Los telescopios son absolutamente esenciales para explorar los misterios del universo físico y es emocionante anticipar los descubrimientos pendientes. Pero no valen nada cuando exploran la mente y el corazón de Cristo. Como dijo Moisés, no tenemos que subir al cielo para descubrir la voluntad de Dios para nuestras vidas. Lo sabemos; solo tenemos que llevarlo a cabo.
Este fin de semana en nuestra Catedral de San Pedro Apóstol, celebraremos a Cristo Siervo con la ordenación de seis hombres al diaconado permanente que servirán en varias parroquias de nuestra diócesis. Específicamente, el ministerio del diácono es una labor de servicio amoroso en la mesa de la Palabra de Dios, en el Altar del Sacrificio y en la mesa de la caridad o compasión en la vida diaria. El corazón y el alma del diaconado es el llamado a hacer visible el amor de Cristo.
Damos gracias a Dios por los diáconos, cónyuges y familias que se han sacrificado estos últimos cinco años en preparación para este ministerio que tiene sus raíces en la vida apostólica de la iglesia primitiva.
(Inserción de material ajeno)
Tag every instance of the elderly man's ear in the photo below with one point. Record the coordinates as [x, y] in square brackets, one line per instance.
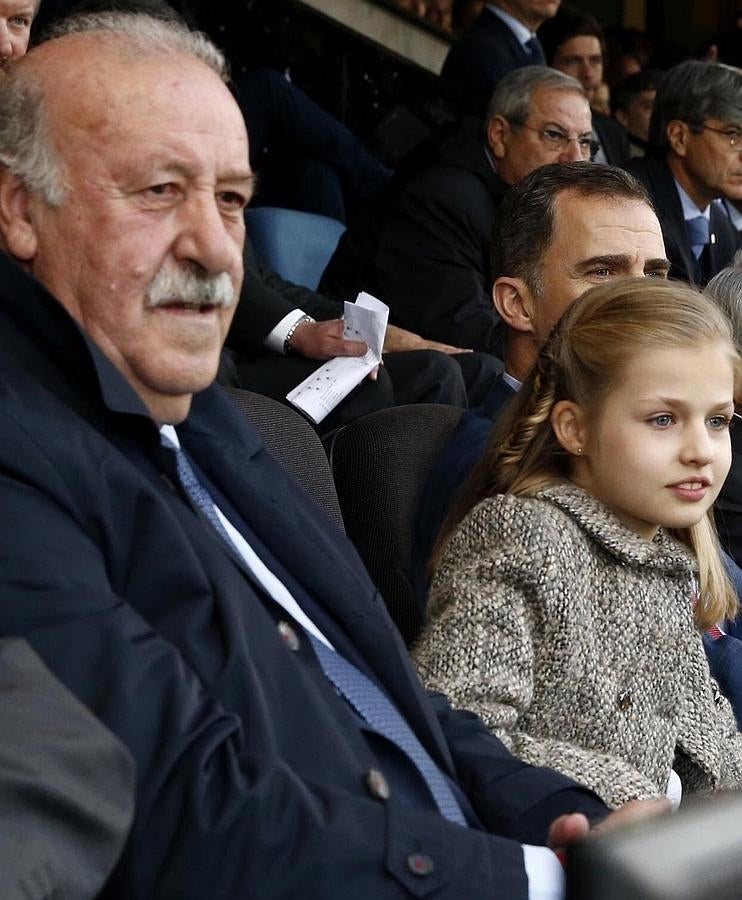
[17, 231]
[514, 303]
Pero tengamos en cuenta que todos estamos llamados a cumplir nuestras promesas bautismales, el llamado a la santidad y el mandato del Señor de servir con la mente y el corazón porque el Señor resucitado está en medio de nosotros “como el que sirve”. (Lucas 22:27)
La fealdad de este mundo ocupa regularmente los titulares, y mucho antes y durante el tiempo de nuestro Señor, había ladrones y asaltantes, pero entonces y ahora damos gracias a los buenos samaritanos de nuestras vidas que están atentos al cuidado de los demás. Que el Señor fortalezca nuestra determinación de ser una luz en la oscuridad en cada recodo del camino.